No i moze jeszcze pierwszy etap czyli sortowanie cv i wstepny przesiew
kandydatow.
Co do certyfikatow...
mysle ze nie jest jednak tak latwo je zdac, troche sie trzeba pouczyc,
a wiedza na pewno nie idzie w las.
pozatym pokazuje to ze potrafisz przyswoic wiedze w krotkim czasie, i
zdobywac cele (a nie slomiany zapal).
Jezeli chodzi o uczonych ludzi ktorzy nie potrafia skretki zakrecic ..
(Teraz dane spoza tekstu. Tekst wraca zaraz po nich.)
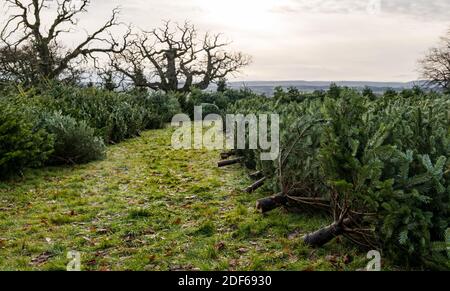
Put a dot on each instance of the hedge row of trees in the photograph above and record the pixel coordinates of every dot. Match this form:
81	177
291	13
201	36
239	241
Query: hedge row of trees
378	167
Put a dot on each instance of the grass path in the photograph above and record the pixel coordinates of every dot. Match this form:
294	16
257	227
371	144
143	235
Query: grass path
149	207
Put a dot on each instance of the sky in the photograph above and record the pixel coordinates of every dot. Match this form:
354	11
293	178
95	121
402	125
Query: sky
361	40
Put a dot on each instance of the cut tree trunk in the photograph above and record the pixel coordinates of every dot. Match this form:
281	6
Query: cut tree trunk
226	155
229	162
258	184
270	203
325	235
256	175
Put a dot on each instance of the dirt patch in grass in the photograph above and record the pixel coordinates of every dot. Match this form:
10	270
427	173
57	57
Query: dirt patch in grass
149	207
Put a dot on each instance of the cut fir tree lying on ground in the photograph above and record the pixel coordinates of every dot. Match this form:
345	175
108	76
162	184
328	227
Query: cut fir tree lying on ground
380	168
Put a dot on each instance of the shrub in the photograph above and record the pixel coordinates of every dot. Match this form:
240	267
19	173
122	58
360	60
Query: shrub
159	108
75	141
384	164
21	145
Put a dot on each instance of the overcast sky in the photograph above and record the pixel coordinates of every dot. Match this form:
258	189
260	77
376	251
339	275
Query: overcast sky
365	40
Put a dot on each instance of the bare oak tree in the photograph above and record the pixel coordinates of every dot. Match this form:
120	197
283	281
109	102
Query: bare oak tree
174	58
30	42
435	66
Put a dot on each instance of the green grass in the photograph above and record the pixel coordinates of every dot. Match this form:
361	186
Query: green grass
149	207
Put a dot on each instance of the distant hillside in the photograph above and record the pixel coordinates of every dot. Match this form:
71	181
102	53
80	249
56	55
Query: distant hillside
267	87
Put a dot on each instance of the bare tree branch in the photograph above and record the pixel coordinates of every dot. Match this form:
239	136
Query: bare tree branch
173	58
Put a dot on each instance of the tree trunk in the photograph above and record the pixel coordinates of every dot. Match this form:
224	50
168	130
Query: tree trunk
256	175
258	184
325	235
229	162
270	203
226	155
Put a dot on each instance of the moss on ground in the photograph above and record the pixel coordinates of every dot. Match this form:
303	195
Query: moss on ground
149	207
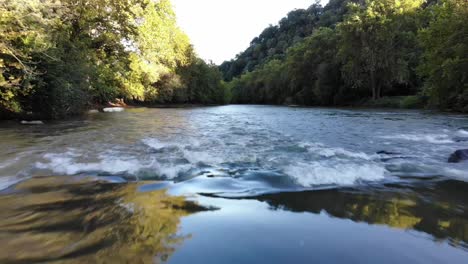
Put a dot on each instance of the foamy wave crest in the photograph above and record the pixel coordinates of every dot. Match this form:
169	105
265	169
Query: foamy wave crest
430	138
462	132
329	152
7	181
316	173
68	164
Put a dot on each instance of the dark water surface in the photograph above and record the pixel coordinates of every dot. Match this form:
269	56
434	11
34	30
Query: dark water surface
235	184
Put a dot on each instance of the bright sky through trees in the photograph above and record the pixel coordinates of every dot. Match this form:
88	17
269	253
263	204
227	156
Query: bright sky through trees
219	29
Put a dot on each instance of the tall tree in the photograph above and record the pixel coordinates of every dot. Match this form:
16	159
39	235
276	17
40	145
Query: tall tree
445	59
375	39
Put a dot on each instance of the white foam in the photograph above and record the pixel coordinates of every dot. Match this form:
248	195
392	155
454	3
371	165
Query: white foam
430	138
316	173
329	152
7	181
462	132
67	164
154	143
113	109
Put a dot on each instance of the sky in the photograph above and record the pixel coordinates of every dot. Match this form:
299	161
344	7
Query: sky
220	29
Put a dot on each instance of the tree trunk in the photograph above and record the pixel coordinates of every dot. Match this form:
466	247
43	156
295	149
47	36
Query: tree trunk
373	86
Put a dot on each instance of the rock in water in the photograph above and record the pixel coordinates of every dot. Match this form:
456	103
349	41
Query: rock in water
458	156
32	122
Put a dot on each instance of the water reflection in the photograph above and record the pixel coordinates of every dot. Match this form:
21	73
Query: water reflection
65	219
437	208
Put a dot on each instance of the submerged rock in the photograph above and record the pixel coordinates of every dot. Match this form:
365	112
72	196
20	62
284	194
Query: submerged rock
384	152
458	156
37	122
113	109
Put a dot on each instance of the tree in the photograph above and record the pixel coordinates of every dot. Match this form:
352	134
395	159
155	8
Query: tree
445	59
375	39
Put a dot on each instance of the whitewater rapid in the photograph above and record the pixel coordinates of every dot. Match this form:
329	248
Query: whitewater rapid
240	148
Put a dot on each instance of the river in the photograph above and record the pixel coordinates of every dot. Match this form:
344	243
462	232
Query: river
236	184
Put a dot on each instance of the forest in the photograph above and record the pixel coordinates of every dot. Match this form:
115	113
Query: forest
395	53
61	57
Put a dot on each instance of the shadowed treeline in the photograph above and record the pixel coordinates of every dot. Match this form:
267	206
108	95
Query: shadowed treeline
59	219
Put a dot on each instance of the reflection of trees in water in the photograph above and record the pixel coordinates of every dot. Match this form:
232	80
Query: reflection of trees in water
62	219
438	208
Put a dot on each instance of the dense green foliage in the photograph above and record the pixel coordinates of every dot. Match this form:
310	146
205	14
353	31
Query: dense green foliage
356	52
59	57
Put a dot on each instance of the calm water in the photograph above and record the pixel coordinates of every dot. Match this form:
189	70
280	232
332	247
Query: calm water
235	184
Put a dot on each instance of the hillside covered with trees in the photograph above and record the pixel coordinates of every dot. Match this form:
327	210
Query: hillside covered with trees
60	57
408	53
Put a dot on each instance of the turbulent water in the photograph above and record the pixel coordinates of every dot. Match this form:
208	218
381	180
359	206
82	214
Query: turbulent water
235	184
240	149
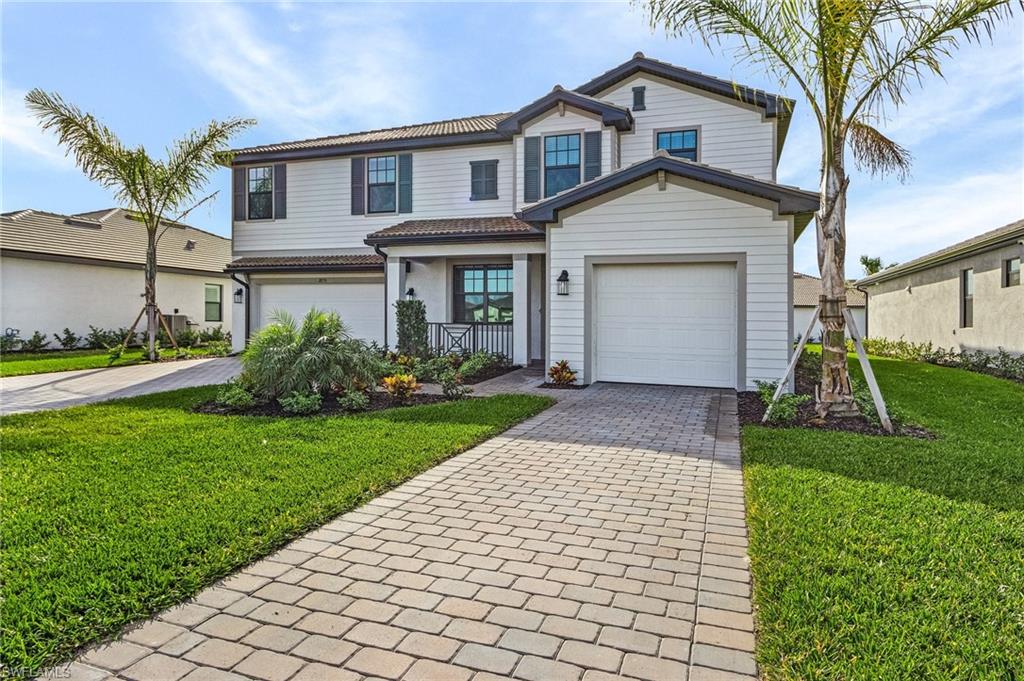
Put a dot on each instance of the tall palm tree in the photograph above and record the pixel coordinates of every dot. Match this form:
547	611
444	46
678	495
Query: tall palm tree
157	192
851	59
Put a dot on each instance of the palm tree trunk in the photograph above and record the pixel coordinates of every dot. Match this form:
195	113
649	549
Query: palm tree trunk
835	394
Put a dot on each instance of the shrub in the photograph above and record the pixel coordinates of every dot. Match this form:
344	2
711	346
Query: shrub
36	342
560	374
320	355
400	387
785	409
68	339
353	400
236	395
301	401
411	317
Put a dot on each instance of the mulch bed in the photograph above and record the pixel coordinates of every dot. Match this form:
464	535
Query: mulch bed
378	402
752	410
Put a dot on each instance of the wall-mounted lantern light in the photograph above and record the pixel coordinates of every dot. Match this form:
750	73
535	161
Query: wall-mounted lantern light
563	283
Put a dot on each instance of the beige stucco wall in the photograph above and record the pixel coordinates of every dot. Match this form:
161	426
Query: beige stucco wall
930	309
41	295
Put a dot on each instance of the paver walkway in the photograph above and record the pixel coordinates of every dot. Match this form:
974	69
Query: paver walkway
59	389
603	539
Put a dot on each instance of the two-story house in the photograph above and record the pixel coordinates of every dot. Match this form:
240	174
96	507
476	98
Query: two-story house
632	225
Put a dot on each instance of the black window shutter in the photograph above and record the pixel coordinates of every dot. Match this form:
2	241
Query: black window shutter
591	156
531	169
358	182
404	182
280	190
239	194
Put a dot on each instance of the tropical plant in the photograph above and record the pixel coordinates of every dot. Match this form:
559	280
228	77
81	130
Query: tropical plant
160	193
851	59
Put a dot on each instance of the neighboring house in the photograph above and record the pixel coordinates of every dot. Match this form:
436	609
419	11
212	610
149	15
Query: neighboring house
806	290
632	225
967	296
77	270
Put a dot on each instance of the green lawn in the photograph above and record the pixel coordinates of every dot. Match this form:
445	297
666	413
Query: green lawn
894	558
114	511
23	364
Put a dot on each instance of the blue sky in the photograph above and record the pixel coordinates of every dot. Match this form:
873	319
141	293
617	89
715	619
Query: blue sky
154	71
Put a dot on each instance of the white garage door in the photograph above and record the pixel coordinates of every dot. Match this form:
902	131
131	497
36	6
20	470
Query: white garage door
360	305
672	324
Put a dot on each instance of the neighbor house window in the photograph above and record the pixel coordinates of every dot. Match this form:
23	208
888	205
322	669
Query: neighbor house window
213	305
261	193
967	298
1012	272
483	179
682	143
381	183
482	293
561	163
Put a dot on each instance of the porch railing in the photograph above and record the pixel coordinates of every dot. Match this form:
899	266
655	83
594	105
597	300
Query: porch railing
470	337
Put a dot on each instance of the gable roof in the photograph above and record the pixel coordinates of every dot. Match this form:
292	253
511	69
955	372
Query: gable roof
610	114
791	200
110	236
806	290
988	241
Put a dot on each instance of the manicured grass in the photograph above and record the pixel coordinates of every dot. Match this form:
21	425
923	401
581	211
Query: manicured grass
23	364
114	511
894	558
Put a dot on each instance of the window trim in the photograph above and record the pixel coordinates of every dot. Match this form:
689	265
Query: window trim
1006	271
220	302
544	159
366	170
689	128
249	217
966	298
482	197
484	266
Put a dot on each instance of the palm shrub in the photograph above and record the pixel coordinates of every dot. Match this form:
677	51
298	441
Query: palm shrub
318	356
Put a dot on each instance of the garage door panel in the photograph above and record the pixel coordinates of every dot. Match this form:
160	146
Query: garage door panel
671	324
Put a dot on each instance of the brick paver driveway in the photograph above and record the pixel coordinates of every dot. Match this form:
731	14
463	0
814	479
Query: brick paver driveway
59	389
603	539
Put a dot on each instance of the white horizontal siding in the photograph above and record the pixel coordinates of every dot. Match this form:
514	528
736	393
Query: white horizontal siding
320	207
733	136
681	219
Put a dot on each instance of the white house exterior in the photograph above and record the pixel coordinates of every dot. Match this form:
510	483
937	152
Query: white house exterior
649	192
87	269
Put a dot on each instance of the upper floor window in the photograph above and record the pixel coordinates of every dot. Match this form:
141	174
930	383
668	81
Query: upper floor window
483	179
1012	272
381	183
682	143
260	193
967	298
561	163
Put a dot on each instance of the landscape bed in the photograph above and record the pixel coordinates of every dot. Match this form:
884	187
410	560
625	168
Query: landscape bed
893	557
112	512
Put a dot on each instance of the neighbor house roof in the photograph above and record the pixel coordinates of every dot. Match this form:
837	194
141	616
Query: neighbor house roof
344	262
111	236
806	290
790	200
456	229
1005	236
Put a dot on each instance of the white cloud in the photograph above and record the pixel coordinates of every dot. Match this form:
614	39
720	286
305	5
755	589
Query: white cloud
20	133
351	71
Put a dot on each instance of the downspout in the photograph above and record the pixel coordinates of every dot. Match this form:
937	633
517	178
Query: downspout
383	254
244	285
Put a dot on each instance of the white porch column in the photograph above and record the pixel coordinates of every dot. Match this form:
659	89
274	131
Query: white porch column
395	291
520	308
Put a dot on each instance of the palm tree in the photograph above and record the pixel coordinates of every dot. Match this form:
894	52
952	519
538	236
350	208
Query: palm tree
152	188
851	59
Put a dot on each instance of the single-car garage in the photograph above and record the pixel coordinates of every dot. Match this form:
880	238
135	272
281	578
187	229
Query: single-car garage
671	323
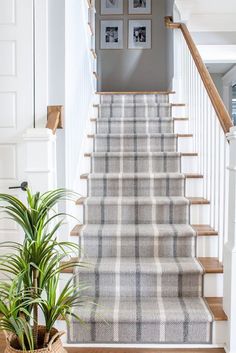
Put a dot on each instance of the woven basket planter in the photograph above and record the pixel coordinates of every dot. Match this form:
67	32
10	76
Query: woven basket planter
54	346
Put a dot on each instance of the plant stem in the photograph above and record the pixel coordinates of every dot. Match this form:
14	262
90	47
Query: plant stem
46	338
35	309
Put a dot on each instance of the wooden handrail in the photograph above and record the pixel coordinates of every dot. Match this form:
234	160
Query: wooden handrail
217	102
55	117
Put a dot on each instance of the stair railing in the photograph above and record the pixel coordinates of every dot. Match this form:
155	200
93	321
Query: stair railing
215	142
209	121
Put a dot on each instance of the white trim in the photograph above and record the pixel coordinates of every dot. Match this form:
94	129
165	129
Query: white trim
41	62
153	346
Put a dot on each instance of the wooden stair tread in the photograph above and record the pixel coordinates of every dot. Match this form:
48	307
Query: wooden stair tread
188	176
141	350
204	229
76	230
178	104
81	200
193	176
177	135
185	135
135	92
211	264
198	201
187	154
215	305
180	119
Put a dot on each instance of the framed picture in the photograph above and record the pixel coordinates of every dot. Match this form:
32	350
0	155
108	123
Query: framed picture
112	34
137	7
140	36
111	7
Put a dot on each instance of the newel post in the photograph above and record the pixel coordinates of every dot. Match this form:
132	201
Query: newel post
40	157
230	250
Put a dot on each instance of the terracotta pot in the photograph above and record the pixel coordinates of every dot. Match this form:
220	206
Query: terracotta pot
54	346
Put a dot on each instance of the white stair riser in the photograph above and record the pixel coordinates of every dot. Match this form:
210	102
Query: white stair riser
185	144
207	246
200	214
219	332
189	164
194	187
181	127
213	285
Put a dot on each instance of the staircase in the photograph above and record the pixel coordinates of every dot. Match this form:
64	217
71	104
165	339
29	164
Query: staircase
142	221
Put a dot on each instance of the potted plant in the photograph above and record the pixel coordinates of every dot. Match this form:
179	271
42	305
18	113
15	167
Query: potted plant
32	271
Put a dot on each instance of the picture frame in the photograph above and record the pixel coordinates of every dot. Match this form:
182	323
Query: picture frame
112	7
112	34
140	34
140	7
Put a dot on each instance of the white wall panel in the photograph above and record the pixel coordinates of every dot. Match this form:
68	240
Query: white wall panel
8	162
8	109
7	11
7	58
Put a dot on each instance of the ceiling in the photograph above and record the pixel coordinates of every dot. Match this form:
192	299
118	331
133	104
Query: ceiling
208	6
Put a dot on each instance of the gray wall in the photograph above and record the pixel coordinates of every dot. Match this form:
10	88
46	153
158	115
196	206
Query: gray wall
135	69
217	79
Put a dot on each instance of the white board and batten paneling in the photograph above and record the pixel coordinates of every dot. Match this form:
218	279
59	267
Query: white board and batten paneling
16	95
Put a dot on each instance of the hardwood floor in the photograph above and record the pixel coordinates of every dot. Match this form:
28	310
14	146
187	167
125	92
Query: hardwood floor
126	350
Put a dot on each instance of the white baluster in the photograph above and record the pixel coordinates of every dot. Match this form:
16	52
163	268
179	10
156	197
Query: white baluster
230	250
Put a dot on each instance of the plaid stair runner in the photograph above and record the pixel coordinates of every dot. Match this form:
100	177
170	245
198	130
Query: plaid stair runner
144	281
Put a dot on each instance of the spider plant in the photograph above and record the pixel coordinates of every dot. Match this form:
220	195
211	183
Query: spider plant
34	267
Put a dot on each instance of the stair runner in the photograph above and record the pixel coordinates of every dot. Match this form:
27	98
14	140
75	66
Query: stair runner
144	279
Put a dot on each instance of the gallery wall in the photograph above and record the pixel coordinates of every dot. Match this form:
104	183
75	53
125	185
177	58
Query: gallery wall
137	69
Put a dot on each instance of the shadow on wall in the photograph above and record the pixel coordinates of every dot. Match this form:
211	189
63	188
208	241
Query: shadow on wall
137	69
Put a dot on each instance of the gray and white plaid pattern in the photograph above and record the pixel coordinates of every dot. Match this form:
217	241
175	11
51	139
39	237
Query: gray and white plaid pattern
135	98
134	126
135	142
154	240
144	282
132	162
138	110
141	184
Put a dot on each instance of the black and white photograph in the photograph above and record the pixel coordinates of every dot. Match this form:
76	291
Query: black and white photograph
140	34
140	7
112	34
111	7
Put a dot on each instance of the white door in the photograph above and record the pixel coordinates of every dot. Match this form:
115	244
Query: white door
16	95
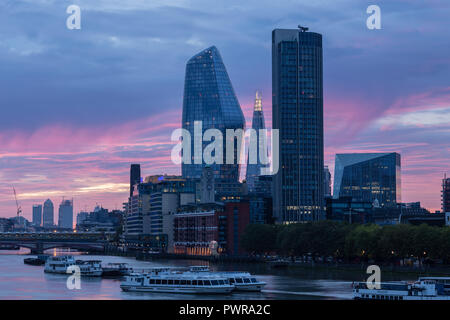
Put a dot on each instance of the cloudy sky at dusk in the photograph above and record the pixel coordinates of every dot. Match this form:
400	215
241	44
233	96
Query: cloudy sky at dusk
77	107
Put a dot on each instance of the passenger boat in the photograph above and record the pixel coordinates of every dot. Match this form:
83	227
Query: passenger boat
166	280
242	281
116	270
58	264
426	288
34	261
90	268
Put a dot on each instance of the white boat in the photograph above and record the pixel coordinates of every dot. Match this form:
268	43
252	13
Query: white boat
169	281
242	281
117	269
90	268
58	264
427	288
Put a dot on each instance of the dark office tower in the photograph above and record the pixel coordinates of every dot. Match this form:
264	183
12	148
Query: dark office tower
209	97
297	112
373	177
254	170
47	214
446	194
326	182
135	176
37	214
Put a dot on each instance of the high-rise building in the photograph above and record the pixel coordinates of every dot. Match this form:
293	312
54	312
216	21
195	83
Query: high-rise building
209	100
297	112
445	194
37	214
254	169
326	182
135	176
65	214
47	214
373	177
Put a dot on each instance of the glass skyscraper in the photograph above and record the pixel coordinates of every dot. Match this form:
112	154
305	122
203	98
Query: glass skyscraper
297	111
254	169
209	97
372	177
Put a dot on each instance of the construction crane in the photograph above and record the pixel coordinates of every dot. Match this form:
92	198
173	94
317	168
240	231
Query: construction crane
19	209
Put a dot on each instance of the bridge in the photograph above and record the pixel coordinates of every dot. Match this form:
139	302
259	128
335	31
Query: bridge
37	242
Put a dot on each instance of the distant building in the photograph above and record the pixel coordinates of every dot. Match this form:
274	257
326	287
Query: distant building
254	168
445	196
47	214
135	176
65	214
327	182
197	227
209	98
37	215
297	112
372	177
81	216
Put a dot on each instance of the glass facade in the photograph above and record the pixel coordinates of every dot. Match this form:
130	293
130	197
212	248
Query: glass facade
373	177
297	111
209	97
254	169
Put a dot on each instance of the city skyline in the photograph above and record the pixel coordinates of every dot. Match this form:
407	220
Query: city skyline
53	146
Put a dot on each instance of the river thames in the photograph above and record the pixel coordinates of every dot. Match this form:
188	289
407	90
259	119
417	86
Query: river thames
21	281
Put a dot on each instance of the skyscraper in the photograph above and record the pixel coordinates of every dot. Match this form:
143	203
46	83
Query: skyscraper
135	176
326	182
445	194
254	170
373	177
37	214
209	97
47	214
65	214
297	112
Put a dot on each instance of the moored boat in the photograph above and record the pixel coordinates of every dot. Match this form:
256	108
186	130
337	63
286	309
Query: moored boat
116	270
165	280
427	288
58	264
242	281
90	268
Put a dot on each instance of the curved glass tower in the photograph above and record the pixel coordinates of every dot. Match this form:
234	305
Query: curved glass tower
254	170
209	97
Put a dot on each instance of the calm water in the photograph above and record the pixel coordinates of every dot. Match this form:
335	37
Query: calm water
21	281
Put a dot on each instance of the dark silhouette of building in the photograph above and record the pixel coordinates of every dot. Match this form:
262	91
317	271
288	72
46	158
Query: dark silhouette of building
297	112
135	176
445	194
209	99
372	177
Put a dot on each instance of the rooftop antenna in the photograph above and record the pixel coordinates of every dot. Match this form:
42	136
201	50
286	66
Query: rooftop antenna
303	29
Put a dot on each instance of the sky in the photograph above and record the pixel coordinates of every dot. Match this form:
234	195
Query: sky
77	107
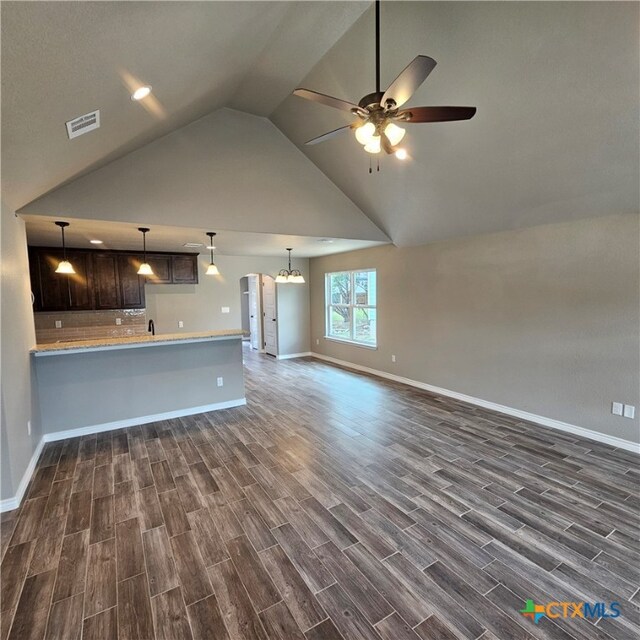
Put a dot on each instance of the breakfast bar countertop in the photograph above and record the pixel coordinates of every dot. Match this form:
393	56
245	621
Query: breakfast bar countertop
129	342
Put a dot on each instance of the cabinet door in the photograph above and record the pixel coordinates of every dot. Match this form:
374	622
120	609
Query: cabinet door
185	269
131	284
106	281
50	289
80	284
161	266
58	291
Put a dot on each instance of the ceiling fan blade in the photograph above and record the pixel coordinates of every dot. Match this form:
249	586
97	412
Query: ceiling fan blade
329	101
329	135
405	85
436	114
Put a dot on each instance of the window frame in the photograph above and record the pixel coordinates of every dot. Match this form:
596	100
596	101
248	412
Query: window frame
352	306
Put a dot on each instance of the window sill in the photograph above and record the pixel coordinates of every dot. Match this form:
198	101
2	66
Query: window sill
373	347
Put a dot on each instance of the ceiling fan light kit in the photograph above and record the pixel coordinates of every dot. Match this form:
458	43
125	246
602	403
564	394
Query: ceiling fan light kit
379	113
289	276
nie wiem skad bierze sie potrzeba obrazania ludzi ktorzy nie sa tacy
jak TY. Nauka na tym polega ze sie specjalizujesz w pewnej dzidzinie i
wiesz o niej wszystko po to aby dobrze uczyc tego innych albo doradzac
w tej konkretnej dziedzinie. co z tego ze programista nie potrafi piec
chleba, albo sieciowiec (ktory potrafi skretke zakrecic) nie wie jak
zmienic cos banalnie prostego w czyims prostym kodzie...
"Informatyka" to dziedzina skladajaca sie z okolo 1500 specjalizacji
(tak to kiedys RP okreslila, ale ja osobiscie mysle ze jest to o wiele
wiecej).
pozdrawiam
Marcin
-
23. Data: 2010-12-30 10:22:54
Temat: Re: Admin Linux - ile placa
Od: "jurajski Jaskiniowiec" <j...@j...na.jurze>
Dnia 28-12-2010 o 08:58:19 Tomasz Kaczanowski
<kaczus@dowyciecia_poczta.onet.pl> napisał(a):
>> Totez w poprzednim poscie napisalem, ze najchetniej widzialbym
>> rekrutacje na etapie zadan/testow. Tylko znow - nastaly glupie czasy,
>> ze to firmy HR rekrutuja, a nie specjalisci, wiec sie tego nie
>> doczekamy.A ze w firmach HR im wiecej makulatury posiadasz, tym jestes
>> wyzej w rankingu.
>
> Może niewielkie, ale już kilkunastoletnie doświadczenie pokazuje mi, że
> dobra praca (zarówno atmosfera, jak i płaca) nie jest tam, gdzie
> rekrutują ludzie z HR-u, a gdzie rekrutacją zajmuje się przyszły
> kierownik....
>
>
Jak sie nie ma co sie lubi, to sie lubi co sie ma ;-)
-
24. Data: 2010-12-30 10:24:15
Temat: Re: Admin Linux - ile placa
Od: "Adam Koltowski" <a...@w...onet.pl>
> nie spotkalem sie jeszcze z sytuacja gdzie rekrutuje tylko HR!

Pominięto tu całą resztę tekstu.